Please help Ukraine!
Sponsor
Pandoc   a universal document converter

Creating Custom Pandoc Writers in Lua

Introduction

If you need to render a format not already handled by pandoc, or you want to change how pandoc renders a format, you can create a custom writer using the Lua language. Pandoc has a built-in Lua interpreter, so you needn’t install any additional software to do this.

A custom writer is a Lua file that defines how to render the document. Two styles of custom writers are supported: classic custom writers must define rendering functions for each AST element. New style writers, available since pandoc 2.17.2, must define just a single function Writer, which gets passed the document and writer options, and then does all rendering.

Classic style

A writer using the classic style defines rendering functions for each element of the pandoc AST.

For example,

function Para(s)
  return "<paragraph>" .. s .. "</paragraph>"
end

The best way to go about creating a classic custom writer is to modify the example that comes with pandoc. To get the example, you can do

pandoc --print-default-data-file sample.lua > sample.lua

A custom HTML writer

sample.lua is a full-features HTML writer, with explanatory comments. To use it, just use the path to the custom writer as the writer name:

pandoc -t sample.lua myfile.md

sample.lua defines all the functions needed by any custom writer, so you can design your own custom writer by modifying the functions in sample.lua according to your needs.

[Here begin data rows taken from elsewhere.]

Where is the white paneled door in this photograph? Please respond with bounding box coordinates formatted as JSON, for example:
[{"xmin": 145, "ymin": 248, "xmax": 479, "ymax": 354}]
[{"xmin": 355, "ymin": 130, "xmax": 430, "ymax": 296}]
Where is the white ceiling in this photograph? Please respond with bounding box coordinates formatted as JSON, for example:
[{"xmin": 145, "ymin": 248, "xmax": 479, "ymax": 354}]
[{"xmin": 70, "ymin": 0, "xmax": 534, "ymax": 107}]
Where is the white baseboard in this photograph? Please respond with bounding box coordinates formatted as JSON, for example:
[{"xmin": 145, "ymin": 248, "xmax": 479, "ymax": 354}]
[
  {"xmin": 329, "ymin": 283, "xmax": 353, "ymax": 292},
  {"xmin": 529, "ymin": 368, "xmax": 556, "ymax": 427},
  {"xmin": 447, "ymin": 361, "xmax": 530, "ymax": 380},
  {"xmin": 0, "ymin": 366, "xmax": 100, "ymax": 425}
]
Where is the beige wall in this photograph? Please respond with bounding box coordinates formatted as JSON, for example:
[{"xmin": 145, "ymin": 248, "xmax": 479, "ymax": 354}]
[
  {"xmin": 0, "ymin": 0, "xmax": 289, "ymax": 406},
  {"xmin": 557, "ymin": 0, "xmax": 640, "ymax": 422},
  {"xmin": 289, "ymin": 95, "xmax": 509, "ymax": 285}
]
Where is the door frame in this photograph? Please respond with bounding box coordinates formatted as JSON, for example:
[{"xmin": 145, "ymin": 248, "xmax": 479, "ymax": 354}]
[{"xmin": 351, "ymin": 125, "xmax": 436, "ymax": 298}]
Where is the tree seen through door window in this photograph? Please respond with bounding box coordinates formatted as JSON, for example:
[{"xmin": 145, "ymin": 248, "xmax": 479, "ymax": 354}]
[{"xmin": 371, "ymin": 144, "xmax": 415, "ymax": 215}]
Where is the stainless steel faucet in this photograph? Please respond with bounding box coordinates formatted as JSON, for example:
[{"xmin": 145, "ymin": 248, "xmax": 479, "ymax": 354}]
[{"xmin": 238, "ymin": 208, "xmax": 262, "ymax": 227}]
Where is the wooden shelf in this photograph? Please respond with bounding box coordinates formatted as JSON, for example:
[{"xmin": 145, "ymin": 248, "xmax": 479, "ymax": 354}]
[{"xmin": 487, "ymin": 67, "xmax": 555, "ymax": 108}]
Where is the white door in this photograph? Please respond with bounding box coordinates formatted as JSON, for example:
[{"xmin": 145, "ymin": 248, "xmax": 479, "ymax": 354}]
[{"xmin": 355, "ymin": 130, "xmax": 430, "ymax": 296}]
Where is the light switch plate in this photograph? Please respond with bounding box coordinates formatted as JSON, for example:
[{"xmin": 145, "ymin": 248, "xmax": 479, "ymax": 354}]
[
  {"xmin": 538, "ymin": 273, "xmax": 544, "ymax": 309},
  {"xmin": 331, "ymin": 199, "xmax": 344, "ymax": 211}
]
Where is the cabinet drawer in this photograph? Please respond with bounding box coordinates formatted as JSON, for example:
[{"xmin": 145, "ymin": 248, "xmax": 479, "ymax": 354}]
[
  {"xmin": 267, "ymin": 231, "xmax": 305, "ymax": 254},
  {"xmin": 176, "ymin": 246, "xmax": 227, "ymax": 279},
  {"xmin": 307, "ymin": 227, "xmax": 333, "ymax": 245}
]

-- This is a sample custom writer for pandoc.  It produces output
-- that is very similar to that of pandoc's HTML writer.
-- There is one new feature: code blocks marked with class 'dot'
-- are piped through graphviz and images are included in the HTML
-- output using 'data:' URLs. The image format can be controlled
-- via the `image_format` metadata field.
--
-- Invoke with: pandoc -t sample.lua
--
-- Note:  you need not have lua installed on your system to use this
-- custom writer.  However, if you do have lua installed, you can
-- use it to test changes to the script.  'lua sample.lua' will
-- produce informative error messages if your code contains
-- syntax errors.

local pipe = pandoc.pipe
local stringify = (require 'pandoc.utils').stringify

-- The global variable PANDOC_DOCUMENT contains the full AST of
-- the document which is going to be written. It can be used to
-- configure the writer.
local meta = PANDOC_DOCUMENT.meta

-- Choose the image format based on the value of the
-- `image_format` meta value.
local image_format = meta.image_format
  and stringify(meta.image_format)
  or 'png'
local image_mime_type = ({
    jpeg = 'image/jpeg',
    jpg = 'image/jpeg',
    gif = 'image/gif',
    png = 'image/png',
    svg = 'image/svg+xml',
  })[image_format]
  or error('unsupported image format `' .. image_format .. '`')

-- Character escaping
local function escape(s, in_attribute)
  return s:gsub('[<>&"\']',
    function(x)
      if x == '<' then
        return '&lt;'
      elseif x == '>' then
        return '&gt;'
      elseif x == '&' then
        return '&amp;'
      elseif in_attribute and x == '"' then
        return '&quot;'
      elseif in_attribute and x == "'" then
        return '&#39;'
      else
        return x
      end
    end)
end

-- Helper function to convert an attributes table into
-- a string that can be put into HTML tags.
local function attributes(attr)
  local attr_table = {}
  for x,y in pairs(attr) do
    if y and y ~= '' then
      table.insert(attr_table, ' ' .. x .. '="' .. escape(y,true) .. '"')
    end
  end
  return table.concat(attr_table)
end

-- Table to store footnotes, so they can be included at the end.
local notes = {}

-- Blocksep is used to separate block elements.
function Blocksep()
  return '\n\n'
end

-- This function is called once for the whole document. Parameters:
-- body is a string, metadata is a table, variables is a table.
-- This gives you a fragment.  You could use the metadata table to
-- fill variables in a custom lua template.  Or, pass `--template=...`
-- to pandoc, and pandoc will do the template processing as usual.
function Doc(body, metadata, variables)
  local buffer = {}
  local function add(s)
    table.insert(buffer, s)
  end
  add(body)
  if #notes > 0 then
    add('<ol class="footnotes">')
    for _,note in pairs(notes) do
      add(note)
    end
    add('</ol>')
  end
  return table.concat(buffer,'\n') .. '\n'
end

-- The functions that follow render corresponding pandoc elements.
-- s is always a string, attr is always a table of attributes, and
-- items is always an array of strings (the items in a list).
-- Comments indicate the types of other variables.

function Str(s)
  return escape(s)
end

function Space()
  return ' '
end

function SoftBreak()
  return '\n'
end

function LineBreak()
  return '<br/>'
end

function Emph(s)
  return '<em>' .. s .. '</em>'
end

function Strong(s)
  return '<strong>' .. s .. '</strong>'
end

function Subscript(s)
  return '<sub>' .. s .. '</sub>'
end

function Superscript(s)
  return '<sup>' .. s .. '</sup>'
end

function SmallCaps(s)
  return '<span style="font-variant: small-caps;">' .. s .. '</span>'
end

function Strikeout(s)
  return '<del>' .. s .. '</del>'
end

function Link(s, tgt, tit, attr)
  return '<a href="' .. escape(tgt,true) .. '" title="' ..
         escape(tit,true) .. '"' .. attributes(attr) .. '>' .. s .. '</a>'
end

function Image(s, src, tit, attr)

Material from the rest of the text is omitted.